Downtown Steamboat was quiet on the holidays those days, and a man pulled his car next to the store, Marshall said. The man did not worry about pulling into a parking spot. He just parked in the middle of traffic and entered the store wearing a pink bathrobe and matching pink bunny slippers, Marshall said.
"I didn't ask if he was wearing anything under his robe, and I didn't really care," Marshall said.
The man's purchase did not include alcohol, only Bloody Mary mix. After paying for the purchase, he got back in his car and drove off.
"Needless to say, it was New Year's morning," Marshall said.
On Thursday morning, Marshall was in The Bottleneck building's basement, which served as storage and contained a safe spot between the floor joists for some of his more expensive bottles of wine. He pulled out a bottle of 1970 Chateau d' Yquem that he said was worth between $1,000 and $2,000. Marshall guessed that he has sold more than a million bottles of wine.

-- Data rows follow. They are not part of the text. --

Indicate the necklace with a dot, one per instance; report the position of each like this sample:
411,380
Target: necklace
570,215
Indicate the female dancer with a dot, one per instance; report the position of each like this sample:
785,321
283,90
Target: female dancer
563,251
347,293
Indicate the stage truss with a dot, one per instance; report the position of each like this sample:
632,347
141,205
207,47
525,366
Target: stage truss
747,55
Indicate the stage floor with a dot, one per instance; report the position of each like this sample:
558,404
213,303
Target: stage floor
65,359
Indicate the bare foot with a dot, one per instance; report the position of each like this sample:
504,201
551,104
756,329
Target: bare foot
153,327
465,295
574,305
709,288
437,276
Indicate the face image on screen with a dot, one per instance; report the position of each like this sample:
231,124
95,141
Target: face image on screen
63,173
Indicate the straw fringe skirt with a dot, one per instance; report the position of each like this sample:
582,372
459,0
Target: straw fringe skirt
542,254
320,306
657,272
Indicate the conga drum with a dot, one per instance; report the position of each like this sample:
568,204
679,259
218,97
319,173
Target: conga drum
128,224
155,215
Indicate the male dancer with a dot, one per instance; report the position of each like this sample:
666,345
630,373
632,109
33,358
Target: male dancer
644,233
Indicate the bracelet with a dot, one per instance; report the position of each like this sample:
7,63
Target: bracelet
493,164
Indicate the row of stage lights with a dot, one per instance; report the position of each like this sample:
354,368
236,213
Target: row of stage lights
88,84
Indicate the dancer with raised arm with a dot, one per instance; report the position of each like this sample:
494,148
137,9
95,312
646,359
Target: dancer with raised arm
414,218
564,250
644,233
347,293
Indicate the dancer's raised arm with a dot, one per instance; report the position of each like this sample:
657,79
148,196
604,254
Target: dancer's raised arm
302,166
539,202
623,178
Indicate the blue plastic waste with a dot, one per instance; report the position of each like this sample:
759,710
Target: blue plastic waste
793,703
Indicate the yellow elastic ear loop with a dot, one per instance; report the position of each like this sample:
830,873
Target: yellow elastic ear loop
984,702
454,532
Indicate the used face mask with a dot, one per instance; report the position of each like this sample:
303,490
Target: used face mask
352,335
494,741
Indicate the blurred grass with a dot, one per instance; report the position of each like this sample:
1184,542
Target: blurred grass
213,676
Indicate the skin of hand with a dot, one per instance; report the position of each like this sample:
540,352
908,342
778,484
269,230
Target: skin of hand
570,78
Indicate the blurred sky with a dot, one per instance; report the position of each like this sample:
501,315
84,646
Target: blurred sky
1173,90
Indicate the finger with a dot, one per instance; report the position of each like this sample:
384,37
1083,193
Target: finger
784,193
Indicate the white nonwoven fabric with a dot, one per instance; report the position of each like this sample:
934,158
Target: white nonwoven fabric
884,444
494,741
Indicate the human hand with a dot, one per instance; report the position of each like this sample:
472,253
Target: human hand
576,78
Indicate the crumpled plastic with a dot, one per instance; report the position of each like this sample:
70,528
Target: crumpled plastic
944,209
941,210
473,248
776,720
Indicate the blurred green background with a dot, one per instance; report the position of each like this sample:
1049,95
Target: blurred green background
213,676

He looked over an old cash register and bar code scanner. Marshall said he was second behind Safeway to use bar code scanners. It was a considerable investment at the time, costing him about $20,000 for two registers and scanners. He started using computers to track sales in 1986, he said.
On the main floor, a dog belonging to another downtown business owner walked behind the counter.
"You never run out of two things in a liquor store," Marshall said. "Balloons for the kids and dog biscuits."
Marshall started working at The Bottleneck in 1973 and purchased the business and building in 1976. At that time, prime downtown real estate was going for about $100,000, Marshall said.
The Bottleneck building originally was built in 1916 to house a grocery store, Marshall said. In the 1930s, the building served as the location for Steamboat's mainstay downtown liquor store, Lucky Liquors, which became The Bottleneck in 1968. Marshall has primarily operated the business, but he has two business partners, Noel and Terry Hefty.
Marshall said the business has been successful throughout the years but that it just became time for him to retire.
"One of the ways we kept the business going - I'm not that smart - but we were involved in the community in all sorts of ways," Marshall said. "When you're that involved in the community, the community rewards you by shopping in your store."
Marshall's philanthropic endeavors include work with the Steamboat Springs Winter Sports Club, youth sports, Perry Mansfield Performing Arts School and Camp, and the Tread of Pioneers Museum. He also was co-chairman of the Winter Carnival for two years.
Marshall became a wine connoisseur throughout the years and volunteered at tastings and festivals. When he took over The Bottleneck, the store sold about 50 kinds of wine. He increased that to about 2,000.
Marshall said another reason the business had been successful was that he had good help. Out of about 100 employees during the past three decades, he said there was only "one stinker in the whole bunch."
"I have people on staff that have been here for 10 to 12 years," he said.
The Bottleneck's alumni reunion will be held after the store closes Sept. 2, Marshall said.
The store's closing also means downtown Steamboat soon could be without a liquor store. The only other liquor store, Rocky Mountain Wine & Liquor, 941 Lincoln Ave., is expected to be demolished to make room for a new mixed-use development.
"Three years ago, there were four (liquor) stores within four blocks," Marshall said. "Next summer, there will be none."